Au son de ce murmure cassé, il poussa un soupir. Le soulagement était tel qu'il n'avait plus aucune énergie ; chancelant sur ses jambes, il s'entendit dire :

— Anis !

Elle ne répondit rien mais le grincement d'une clef dans la serrure parla pour elle. L'instant d'après elle apparut au seuil de la chambre. Luca ne vit d'abord que sa silhouette, et ses yeux, luisant dans l'obscurité, grand ouverts, habités par un éclat vert de colère et de terreur qui le fit frissonner. Puis une émotion distincte s'y peignit : l'apaisement. Elle était restée cloîtrée six jours durant et cette escapade constituait son premier pas de liberté, depuis tout ce temps.
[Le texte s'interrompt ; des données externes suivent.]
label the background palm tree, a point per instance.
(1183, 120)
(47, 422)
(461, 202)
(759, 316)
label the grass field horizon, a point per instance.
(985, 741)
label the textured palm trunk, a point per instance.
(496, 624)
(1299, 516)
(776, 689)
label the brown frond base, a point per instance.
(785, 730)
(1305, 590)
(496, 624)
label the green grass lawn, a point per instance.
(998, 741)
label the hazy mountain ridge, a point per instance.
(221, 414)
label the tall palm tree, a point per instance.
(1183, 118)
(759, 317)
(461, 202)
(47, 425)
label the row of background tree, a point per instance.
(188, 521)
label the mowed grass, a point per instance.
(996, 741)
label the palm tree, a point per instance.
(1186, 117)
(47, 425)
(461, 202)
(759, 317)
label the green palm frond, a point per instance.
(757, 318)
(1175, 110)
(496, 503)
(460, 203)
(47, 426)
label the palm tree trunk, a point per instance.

L'épée qui pendait de son bras, plus précisément sa lame parcourue de reflets opaques. Le tranchant de l'arme était maculé de sang.

— Qu'est-ce que vous avez fait, s'étrangla-t-il.

— Il n'est pas mort, répliqua-t-elle sèchement. J'ai réussi à lui voler sa clef, et je l'ai enfermé. Ah, et... j'ai dû l'assommer.

— Je suis heureux que vous alliez bien...

Elle ne l'entendit pas, ou bien n'en donna pas signe.

— Bien, fit-elle. Il nous faut partir d'ici immédiatement. C'est bien ce que je craignais : Siva est tout aussi fou que le duc. Venez.

D'un geste autoritaire qui dut provoquer chez Luca une réaction de défense dont il n'avait pas eu conscience, car Anis sembla fâchée, elle lui attrapa le bras. Ses yeux lançaient des éclairs d'émeraude, et la lueur brouillée de la lame qui raclait le sol, à ses côtés, lui donnait l'air d'une apparition horrifique sortie de nulle part, ou d'un cauchemar.

— Nous allons passer par les sous-sols, chuchota-t-elle. Surtout, restez derrière moi.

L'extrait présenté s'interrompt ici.